Sunday, May 11, 2008

Saddle Peak Lodge in the Springtime

When I am writing a review of a restaurant and I have mixed comments I always wonder whether to start with the good or the bad. On the one hand, the bad always colors the rest of the review and if there is something spectacular I don't always want that overshadowed. On the other hand, I wouldn't want any of my 2 readers to feel that a failure on the part of the restaurant was dismissable. As I sit here and consider our Mother's Day Eve meal at the Saddle Peak Lodge, I am weighing how I want this review to be read, and what I want my 2 readers to take away from the review. Because literally every single morsel that entered my mouth was so sublime, I decide to lead with what worked last night. The food worked.

The first food brought to our table was an amuse-bouche, a pureed roast tomato soup. I could have licked the inside of the cup. Other diners were served theirs in a test tube-like container. They must not own enough to have one for everyone when the restaurant is full. I like to think that the demi-tasse actually provided me with more soup than the schmantzy test tube. Deep thoughts.

For starters, we shared two orders of the Santa Barbara spotted prawns with grilled ramps (the culinary equivalent of the Snuffaluffagus) on a bed of lovingly olive oil dressed arugula. Ramps? Always lovely. Prawns? Grilled just right, tender and butterflied for easy access. But the stand out flavor in that appie was the high quality olive oil on the arugula.

For mains, both D and Mom ordered the flat iron steak. The components of this dish were both creative and toothsome. However, the three components seemed like separate dishes, as opposed to one unified offering. But still, so SO good. Quebracho wood grilled prime angus flat iron steak, cooked to perfection. They do not make the mistake of undercooking the meat at Saddle Peak like the kitchen does at many carnivorous restaurants. It was served with a marrow bone. (D gave me his, he is afraid of anything this exotic.) The marrow had been taken out and mixed with a touch of pureed potato, stirred to a whipped consistency, then poured back into the bone. We were thoughtfully provided a spoon to scoop out this wonderful liquid, but the spoons should have been smaller or my tongue should have been longer, as I couldn't quite get every last droplet. Also on the plate was a creamed swiss chard, which I thought a stellar choice to replace the ubiquitous steakhouse creamed spinach. The texture is heartier and the flavor more robust than spinach, yet still has the same effect on the plate. The Yukon potato, bacon and comte terrine was basically layers of potato, bacon and cheese. Nom.

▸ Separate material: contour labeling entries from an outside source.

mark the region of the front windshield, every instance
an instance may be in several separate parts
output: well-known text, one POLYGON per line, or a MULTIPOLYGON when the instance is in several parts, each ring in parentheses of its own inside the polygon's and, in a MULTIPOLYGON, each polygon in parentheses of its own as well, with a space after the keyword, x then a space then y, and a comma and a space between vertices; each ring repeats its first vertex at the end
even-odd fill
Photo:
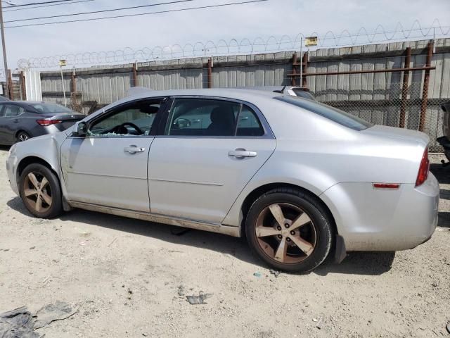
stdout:
POLYGON ((58 104, 34 104, 32 106, 39 113, 73 113, 68 108, 58 104))

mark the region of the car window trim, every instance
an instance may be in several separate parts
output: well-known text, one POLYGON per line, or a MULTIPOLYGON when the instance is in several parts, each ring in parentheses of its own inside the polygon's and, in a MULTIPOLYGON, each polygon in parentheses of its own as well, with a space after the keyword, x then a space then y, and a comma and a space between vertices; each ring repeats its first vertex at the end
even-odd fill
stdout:
POLYGON ((93 123, 94 123, 96 121, 103 119, 103 118, 107 118, 108 115, 112 115, 115 112, 116 112, 118 109, 121 109, 122 108, 123 108, 124 106, 128 106, 129 104, 135 104, 136 102, 141 102, 141 101, 155 101, 155 100, 158 100, 158 99, 161 99, 162 100, 162 104, 160 106, 160 109, 158 109, 158 112, 156 113, 156 116, 155 116, 155 120, 153 120, 153 123, 152 123, 152 126, 150 128, 150 132, 148 133, 148 135, 123 135, 123 136, 101 136, 101 135, 89 135, 89 134, 86 134, 85 136, 73 136, 72 133, 71 133, 68 137, 70 137, 70 138, 82 138, 82 139, 86 139, 86 138, 92 138, 92 139, 96 139, 96 138, 101 138, 101 139, 126 139, 126 138, 135 138, 135 137, 139 137, 139 138, 145 138, 145 137, 154 137, 155 136, 155 134, 153 133, 152 133, 152 132, 155 132, 155 129, 153 127, 153 125, 155 125, 155 123, 157 122, 157 118, 158 117, 158 115, 160 115, 160 113, 163 110, 163 106, 165 106, 165 105, 164 104, 165 101, 167 100, 168 96, 155 96, 155 97, 141 97, 139 99, 136 99, 134 100, 130 100, 130 101, 127 101, 126 102, 123 102, 120 104, 118 104, 117 106, 114 106, 113 107, 111 107, 110 108, 105 110, 104 111, 103 111, 101 113, 96 115, 96 116, 93 117, 91 119, 87 120, 86 122, 86 130, 89 130, 89 128, 91 127, 91 125, 92 125, 93 123))
MULTIPOLYGON (((272 132, 270 126, 269 125, 269 123, 264 114, 261 112, 259 108, 257 107, 255 104, 251 102, 248 102, 244 100, 239 100, 237 99, 232 99, 229 97, 223 97, 223 96, 208 96, 208 95, 172 95, 170 96, 170 99, 172 100, 170 109, 167 110, 166 113, 164 114, 162 118, 162 120, 160 122, 160 127, 158 127, 158 132, 156 136, 158 138, 186 138, 186 139, 275 139, 275 135, 272 132), (226 101, 228 102, 234 102, 236 104, 239 104, 240 105, 248 106, 253 112, 256 114, 257 118, 259 120, 262 129, 264 133, 261 136, 211 136, 211 135, 166 135, 165 134, 165 128, 169 123, 169 116, 170 115, 170 112, 172 111, 174 104, 176 99, 200 99, 205 100, 218 100, 218 101, 226 101)), ((242 110, 242 107, 240 108, 242 110)), ((158 112, 159 113, 159 112, 158 112)), ((236 123, 237 127, 237 123, 236 123)), ((236 133, 235 133, 236 134, 236 133)))
POLYGON ((19 116, 20 116, 21 115, 25 114, 27 112, 27 109, 25 108, 24 108, 22 105, 20 104, 17 104, 15 103, 10 103, 10 102, 6 102, 4 104, 2 104, 3 107, 1 111, 0 111, 0 113, 3 113, 3 112, 6 109, 6 106, 9 105, 9 106, 13 106, 15 107, 19 107, 20 108, 22 108, 22 110, 23 111, 22 113, 20 113, 20 114, 15 115, 14 116, 5 116, 4 115, 0 115, 0 118, 18 118, 19 116))

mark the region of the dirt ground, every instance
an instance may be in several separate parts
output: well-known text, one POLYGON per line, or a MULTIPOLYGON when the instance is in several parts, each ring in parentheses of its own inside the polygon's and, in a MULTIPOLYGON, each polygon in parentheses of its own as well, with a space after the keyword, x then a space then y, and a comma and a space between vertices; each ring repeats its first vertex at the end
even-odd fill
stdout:
POLYGON ((236 238, 76 210, 34 218, 11 190, 0 148, 0 313, 64 301, 78 311, 51 337, 450 337, 450 166, 427 243, 354 253, 278 277, 236 238), (261 277, 254 275, 261 273, 261 277), (186 295, 213 294, 191 305, 186 295), (317 327, 320 327, 320 328, 317 327))

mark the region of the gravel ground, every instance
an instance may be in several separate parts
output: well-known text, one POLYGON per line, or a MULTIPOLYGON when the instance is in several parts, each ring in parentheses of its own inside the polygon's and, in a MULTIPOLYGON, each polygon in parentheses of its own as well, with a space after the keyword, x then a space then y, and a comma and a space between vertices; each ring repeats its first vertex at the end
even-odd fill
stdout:
POLYGON ((0 313, 77 305, 46 338, 450 337, 450 167, 431 157, 442 199, 429 242, 278 277, 236 238, 81 210, 34 218, 1 164, 0 313), (207 303, 186 301, 200 292, 207 303))

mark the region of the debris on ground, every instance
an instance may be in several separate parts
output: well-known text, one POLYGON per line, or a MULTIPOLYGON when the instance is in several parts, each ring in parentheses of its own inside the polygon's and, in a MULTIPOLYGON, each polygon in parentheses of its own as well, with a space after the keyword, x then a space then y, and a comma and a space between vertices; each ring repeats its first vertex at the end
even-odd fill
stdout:
POLYGON ((37 317, 34 323, 34 329, 39 329, 55 320, 61 320, 72 315, 78 310, 64 301, 57 301, 46 305, 37 311, 33 317, 37 317))
POLYGON ((34 320, 25 307, 0 313, 0 337, 2 338, 39 338, 33 330, 34 320))
POLYGON ((272 275, 274 275, 276 278, 277 278, 281 273, 280 271, 276 271, 276 270, 272 270, 272 269, 271 269, 269 272, 272 275))
POLYGON ((207 299, 211 297, 212 294, 199 294, 198 296, 186 296, 186 298, 191 305, 194 304, 206 304, 205 301, 207 299))
POLYGON ((181 296, 184 296, 184 287, 181 284, 178 286, 178 295, 181 296))

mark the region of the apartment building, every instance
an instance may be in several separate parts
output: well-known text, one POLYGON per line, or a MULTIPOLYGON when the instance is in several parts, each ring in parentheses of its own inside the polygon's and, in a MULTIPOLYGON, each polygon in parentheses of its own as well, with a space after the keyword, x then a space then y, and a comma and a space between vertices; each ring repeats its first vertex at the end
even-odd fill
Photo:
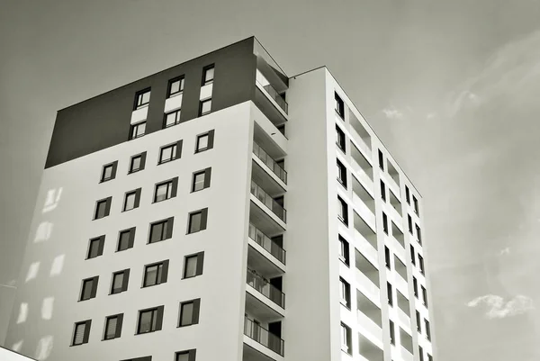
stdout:
POLYGON ((251 37, 58 113, 6 347, 431 361, 422 217, 329 71, 251 37))

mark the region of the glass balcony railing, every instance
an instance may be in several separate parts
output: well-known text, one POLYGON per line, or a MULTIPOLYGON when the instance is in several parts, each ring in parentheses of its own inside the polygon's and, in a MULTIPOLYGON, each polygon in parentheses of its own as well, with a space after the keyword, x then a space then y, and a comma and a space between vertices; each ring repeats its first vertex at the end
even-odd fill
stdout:
POLYGON ((284 356, 284 341, 262 327, 258 322, 249 320, 247 317, 244 321, 244 335, 270 348, 272 351, 284 356))
POLYGON ((249 269, 248 270, 246 282, 274 303, 281 308, 285 307, 285 293, 249 269))
POLYGON ((253 143, 253 154, 261 159, 279 179, 283 180, 285 185, 287 184, 287 172, 256 143, 253 143))
POLYGON ((256 197, 259 201, 261 201, 266 208, 268 208, 274 214, 279 217, 283 221, 287 221, 287 212, 285 209, 279 204, 277 202, 274 200, 270 196, 270 194, 266 194, 263 188, 261 188, 256 183, 251 181, 251 194, 256 197))
POLYGON ((255 240, 263 248, 270 252, 270 254, 276 257, 281 263, 284 265, 285 264, 285 250, 251 223, 249 223, 248 235, 251 239, 255 240))

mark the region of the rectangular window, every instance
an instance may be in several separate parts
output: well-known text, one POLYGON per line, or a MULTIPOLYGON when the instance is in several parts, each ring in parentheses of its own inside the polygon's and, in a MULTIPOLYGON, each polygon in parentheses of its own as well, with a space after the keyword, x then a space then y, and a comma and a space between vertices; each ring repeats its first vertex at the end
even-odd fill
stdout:
POLYGON ((184 258, 184 278, 191 278, 202 275, 204 252, 185 256, 184 258))
POLYGON ((118 338, 122 336, 123 313, 108 316, 105 319, 105 332, 104 339, 118 338))
POLYGON ((212 168, 206 168, 194 173, 192 192, 202 191, 204 188, 210 187, 211 176, 212 168))
POLYGON ((105 244, 105 236, 100 236, 90 239, 88 244, 88 253, 86 259, 95 258, 104 254, 104 246, 105 244))
POLYGON ((111 282, 111 294, 120 293, 128 290, 130 282, 130 269, 114 272, 112 274, 112 282, 111 282))
POLYGON ((135 104, 133 110, 144 108, 150 103, 150 89, 144 89, 137 93, 135 95, 135 104))
POLYGON ((180 320, 178 327, 195 325, 199 323, 201 299, 180 302, 180 320))
POLYGON ((165 284, 168 274, 168 259, 144 267, 143 287, 165 284))
POLYGON ((173 237, 174 218, 159 221, 150 224, 148 243, 159 242, 173 237))
POLYGON ((176 176, 173 179, 158 183, 156 185, 154 191, 154 203, 166 201, 176 196, 178 189, 178 177, 176 176))
POLYGON ((86 278, 83 280, 83 285, 81 287, 81 295, 79 297, 79 301, 86 301, 95 297, 98 280, 98 275, 96 275, 95 277, 86 278))
POLYGON ((137 334, 154 332, 161 329, 164 306, 155 307, 139 311, 137 334))
POLYGON ((214 131, 197 135, 195 142, 195 153, 212 149, 213 148, 214 131))
POLYGON ((108 197, 95 203, 95 212, 94 212, 94 220, 99 220, 109 215, 112 200, 112 197, 108 197))
POLYGON ((72 346, 88 343, 88 337, 90 336, 91 325, 92 320, 86 320, 81 322, 76 322, 75 324, 73 329, 73 339, 71 341, 72 346))
POLYGON ((135 173, 144 169, 146 163, 146 151, 131 157, 130 160, 130 171, 128 173, 135 173))
POLYGON ((130 140, 142 137, 146 132, 146 121, 131 125, 130 130, 130 140))
POLYGON ((187 233, 195 233, 206 230, 206 221, 208 219, 208 208, 189 213, 187 233))

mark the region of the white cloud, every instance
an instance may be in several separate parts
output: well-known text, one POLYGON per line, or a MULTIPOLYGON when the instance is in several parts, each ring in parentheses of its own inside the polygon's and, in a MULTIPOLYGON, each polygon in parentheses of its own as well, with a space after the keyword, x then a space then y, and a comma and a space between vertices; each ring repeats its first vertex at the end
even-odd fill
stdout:
POLYGON ((522 294, 518 294, 508 302, 505 302, 500 296, 486 294, 467 302, 467 306, 472 308, 481 304, 484 304, 487 308, 485 316, 488 319, 503 319, 516 316, 535 308, 533 300, 522 294))

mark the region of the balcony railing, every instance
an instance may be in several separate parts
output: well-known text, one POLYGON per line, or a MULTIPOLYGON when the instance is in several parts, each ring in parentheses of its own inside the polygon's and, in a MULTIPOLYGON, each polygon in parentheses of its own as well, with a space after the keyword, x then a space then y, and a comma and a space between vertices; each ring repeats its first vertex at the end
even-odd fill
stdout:
POLYGON ((247 317, 244 321, 244 335, 270 348, 272 351, 284 356, 284 341, 247 317))
POLYGON ((281 263, 284 265, 285 264, 285 250, 251 223, 249 223, 248 235, 251 239, 255 240, 263 248, 270 252, 270 254, 276 257, 281 263))
POLYGON ((278 290, 266 280, 263 279, 263 277, 260 275, 254 274, 250 270, 248 270, 246 282, 274 303, 277 304, 281 308, 285 307, 285 293, 278 290))
POLYGON ((266 208, 268 208, 274 214, 279 217, 283 221, 286 221, 287 212, 284 207, 282 207, 277 202, 266 194, 263 188, 261 188, 256 183, 251 181, 251 194, 261 201, 266 208))
POLYGON ((279 179, 283 180, 285 185, 287 184, 287 172, 256 143, 253 143, 253 154, 261 159, 279 179))

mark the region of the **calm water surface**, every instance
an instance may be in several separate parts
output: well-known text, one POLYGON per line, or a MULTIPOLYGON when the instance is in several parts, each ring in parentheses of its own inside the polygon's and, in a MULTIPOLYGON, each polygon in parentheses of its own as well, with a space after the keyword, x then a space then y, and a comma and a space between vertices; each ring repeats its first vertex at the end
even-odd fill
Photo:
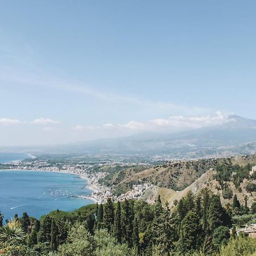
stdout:
MULTIPOLYGON (((2 162, 22 159, 15 159, 14 155, 5 157, 0 153, 2 162)), ((27 155, 24 155, 23 158, 28 158, 27 155)), ((23 212, 40 218, 57 209, 73 210, 93 203, 90 200, 71 197, 88 195, 92 192, 85 187, 85 180, 72 174, 0 170, 0 211, 4 214, 5 219, 13 217, 15 213, 21 216, 23 212)))

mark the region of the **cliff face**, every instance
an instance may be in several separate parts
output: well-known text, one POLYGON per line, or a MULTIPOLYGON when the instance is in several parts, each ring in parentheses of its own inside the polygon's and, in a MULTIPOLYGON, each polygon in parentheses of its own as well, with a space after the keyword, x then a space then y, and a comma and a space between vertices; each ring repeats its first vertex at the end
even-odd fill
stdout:
MULTIPOLYGON (((256 164, 256 155, 168 162, 136 173, 127 171, 129 175, 125 175, 125 177, 115 186, 129 189, 133 184, 150 183, 154 185, 144 192, 143 198, 149 203, 154 203, 160 195, 163 201, 167 201, 171 205, 175 200, 179 200, 185 196, 189 191, 197 195, 203 188, 207 187, 213 193, 219 194, 222 203, 226 204, 232 203, 232 197, 226 199, 223 196, 225 192, 216 179, 216 167, 218 165, 230 167, 237 164, 242 167, 248 164, 251 166, 256 164)), ((235 186, 231 178, 230 181, 225 182, 226 187, 233 195, 236 194, 241 202, 243 202, 245 196, 247 196, 250 207, 256 192, 246 191, 245 188, 249 183, 256 184, 256 180, 243 179, 239 187, 235 186)))

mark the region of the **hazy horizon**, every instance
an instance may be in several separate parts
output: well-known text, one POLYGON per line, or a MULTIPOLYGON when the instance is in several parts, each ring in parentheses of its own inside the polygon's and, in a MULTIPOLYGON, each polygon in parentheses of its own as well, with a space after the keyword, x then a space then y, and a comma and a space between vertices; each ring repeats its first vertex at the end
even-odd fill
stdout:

On my supper plate was the Chef’s wild game trio. Moving from left to right, elk, quail and buffalo. Although I was informed my dish did not come with sides, each of the three were well accompanied with the following: elk paired with wild mushrooms, quail atop pureed potatoes, buffalo with spinach. Perfection. This dish, moreso than the flat iron steak, seemed like a complete piece as opposed to separate components. I ordered it cooked to the chef's suggestion, medium-rare, and found medium-rare at Saddle Peak to be exactly to my liking whereas in many steakhouses medium-rare is a touch too bloody for me. I ate everything on my plate except the quail bones.

All of our food was splendiforous. The setting was so lovely. We were escorted to a patio table under the trees without asking.

A heat lamp was provided at exactly the right temperature to keep us warm but not too toasty. We watched the sun set over the Calabasas hills, and enjoyed the warm glow from inside the beautiful dining room after dark.

I hate to malign such a wonderful experience with complaints and negativity so I will keep it brief. Our server sucked. It was never the message that she gave that sucked so much as the method of delivery. She was short to the point of rudeness and informative in a darn close to hostile manner. From start to finish, I was shocked that she has a job at Saddle Peak or anywhere else where they clearly care so much about their diner's experience. This review is an interesting juxtaposition of the review of Providence. I found the food at Providence during my recent visit unremarkable, but the service made the experience so wonderful I will surely overlook the lackluster food and visit again soon. And also here, angry, inattentive and deceptive service will not keep me away from Saddle Peak. If I am approached by the same server next time I will simply ask for another. Saddle Peak is not to be missed on any possible opportunity to dine there. My only regret is that it is too far away to pop in for a casual mid-week meal, and that the bar area is really too small to eat in.